In our project, we will be plotting the following features as part of our initial exploratory analysis:

Duration vs Price (economy and business) Departure Time vs Price (economy and business) Distribution of duration by airline Days to flight vs price (for different sectors and airlines) Price distribution is based on the day of the week Distribution of departure time

Analysis

Model fitting

We trained a Random Forest model with 25 trees to predict the price of air tickets based on different features such as departure and arrival locations, departure and arrival times, travel dates, airline carriers, seat class, and number of stops. Initially, we tested a Lasso model to predict the target variable. While the model had a relatively high R-squared value of 0.851, we observed that the plot of residuals displayed a pattern of uneven variance, indicating the presence of outliers or error terms that could potentially impact the model's predictive variability (Figure 2).

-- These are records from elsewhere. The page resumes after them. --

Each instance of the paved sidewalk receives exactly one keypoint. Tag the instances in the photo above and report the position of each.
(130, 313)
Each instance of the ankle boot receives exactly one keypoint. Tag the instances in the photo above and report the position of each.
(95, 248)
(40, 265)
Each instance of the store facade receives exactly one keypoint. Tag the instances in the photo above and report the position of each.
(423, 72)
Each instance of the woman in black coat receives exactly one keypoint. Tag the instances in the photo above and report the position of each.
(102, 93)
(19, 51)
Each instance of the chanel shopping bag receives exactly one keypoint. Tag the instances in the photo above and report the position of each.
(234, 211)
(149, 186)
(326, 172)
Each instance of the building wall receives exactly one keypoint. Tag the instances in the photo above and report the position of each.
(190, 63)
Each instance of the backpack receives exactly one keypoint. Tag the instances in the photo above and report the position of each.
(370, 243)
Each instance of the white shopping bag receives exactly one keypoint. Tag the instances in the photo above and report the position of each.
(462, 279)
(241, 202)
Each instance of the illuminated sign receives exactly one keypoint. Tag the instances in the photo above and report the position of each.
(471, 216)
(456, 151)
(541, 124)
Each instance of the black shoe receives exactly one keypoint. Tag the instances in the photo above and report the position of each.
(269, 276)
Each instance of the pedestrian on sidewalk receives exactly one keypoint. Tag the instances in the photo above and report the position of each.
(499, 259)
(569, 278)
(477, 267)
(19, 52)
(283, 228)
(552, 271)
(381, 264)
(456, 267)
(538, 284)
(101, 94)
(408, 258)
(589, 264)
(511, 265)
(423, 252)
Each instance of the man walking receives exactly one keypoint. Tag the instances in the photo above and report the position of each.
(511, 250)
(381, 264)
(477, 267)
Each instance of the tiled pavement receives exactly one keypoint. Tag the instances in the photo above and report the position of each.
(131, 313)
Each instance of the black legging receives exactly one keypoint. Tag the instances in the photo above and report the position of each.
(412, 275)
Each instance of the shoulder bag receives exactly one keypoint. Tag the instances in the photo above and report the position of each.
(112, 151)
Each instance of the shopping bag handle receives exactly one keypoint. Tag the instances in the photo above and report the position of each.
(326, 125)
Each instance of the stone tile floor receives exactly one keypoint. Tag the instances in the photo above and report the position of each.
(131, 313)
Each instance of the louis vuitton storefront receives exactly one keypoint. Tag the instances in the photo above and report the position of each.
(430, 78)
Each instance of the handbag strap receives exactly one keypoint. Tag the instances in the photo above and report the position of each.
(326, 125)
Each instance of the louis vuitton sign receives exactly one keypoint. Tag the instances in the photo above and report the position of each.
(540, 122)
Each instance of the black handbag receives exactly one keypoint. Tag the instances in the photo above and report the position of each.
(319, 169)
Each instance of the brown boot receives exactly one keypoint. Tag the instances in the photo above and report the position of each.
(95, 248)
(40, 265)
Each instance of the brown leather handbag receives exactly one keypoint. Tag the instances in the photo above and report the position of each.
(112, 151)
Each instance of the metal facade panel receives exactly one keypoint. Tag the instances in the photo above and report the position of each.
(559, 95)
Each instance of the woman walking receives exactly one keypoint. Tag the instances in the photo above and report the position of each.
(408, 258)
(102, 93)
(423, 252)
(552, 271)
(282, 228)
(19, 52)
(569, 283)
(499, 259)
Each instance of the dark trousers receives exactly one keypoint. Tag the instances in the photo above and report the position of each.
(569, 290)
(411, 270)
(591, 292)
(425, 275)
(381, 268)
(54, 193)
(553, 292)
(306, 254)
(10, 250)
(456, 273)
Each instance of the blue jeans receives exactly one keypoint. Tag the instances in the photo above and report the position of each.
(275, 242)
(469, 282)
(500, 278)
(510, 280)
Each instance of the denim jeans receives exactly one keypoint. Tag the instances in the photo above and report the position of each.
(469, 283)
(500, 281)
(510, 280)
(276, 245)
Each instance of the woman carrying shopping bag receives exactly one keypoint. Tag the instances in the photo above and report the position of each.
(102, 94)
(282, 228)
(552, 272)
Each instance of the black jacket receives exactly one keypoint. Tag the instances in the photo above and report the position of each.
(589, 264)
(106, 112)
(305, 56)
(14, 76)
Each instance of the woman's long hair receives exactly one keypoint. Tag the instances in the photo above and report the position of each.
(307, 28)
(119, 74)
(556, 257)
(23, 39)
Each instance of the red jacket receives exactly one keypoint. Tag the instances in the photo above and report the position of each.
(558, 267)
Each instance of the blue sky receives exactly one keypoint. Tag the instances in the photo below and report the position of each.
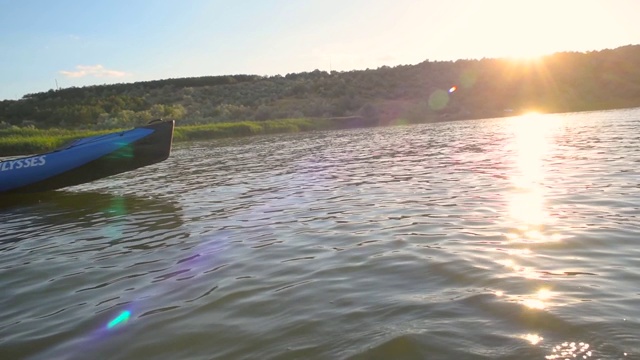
(88, 42)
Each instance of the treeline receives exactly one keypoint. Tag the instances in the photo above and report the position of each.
(413, 93)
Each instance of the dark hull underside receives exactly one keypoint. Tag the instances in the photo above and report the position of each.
(148, 150)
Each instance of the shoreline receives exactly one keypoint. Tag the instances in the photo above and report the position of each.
(29, 141)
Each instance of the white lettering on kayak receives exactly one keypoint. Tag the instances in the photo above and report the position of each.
(23, 163)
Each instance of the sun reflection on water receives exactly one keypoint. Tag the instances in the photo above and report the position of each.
(531, 144)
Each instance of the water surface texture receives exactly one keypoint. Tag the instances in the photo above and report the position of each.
(513, 238)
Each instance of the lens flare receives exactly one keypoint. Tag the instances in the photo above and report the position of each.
(121, 319)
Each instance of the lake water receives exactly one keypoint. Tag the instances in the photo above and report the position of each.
(512, 238)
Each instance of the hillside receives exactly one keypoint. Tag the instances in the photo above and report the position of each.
(414, 93)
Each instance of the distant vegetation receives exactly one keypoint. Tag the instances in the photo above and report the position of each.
(18, 141)
(408, 93)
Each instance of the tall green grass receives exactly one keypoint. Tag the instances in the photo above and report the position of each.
(20, 141)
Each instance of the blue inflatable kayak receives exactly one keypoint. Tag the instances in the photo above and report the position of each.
(88, 159)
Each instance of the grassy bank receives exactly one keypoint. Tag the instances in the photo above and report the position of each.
(21, 141)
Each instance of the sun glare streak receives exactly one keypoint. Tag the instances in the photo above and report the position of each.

Despite our efforts to rectify these issues, we could not obtain satisfactory results. To overcome these limitations, we switched to a Random Forest model. The R-squared value of the Random Forest model of 0.929 was slightly higher than that of the Lasso model and demonstrated a statistically significant and high predictive ability (Figure 3). This suggests that the Random Forest model is better suited for our data and can provide more reliable predictions.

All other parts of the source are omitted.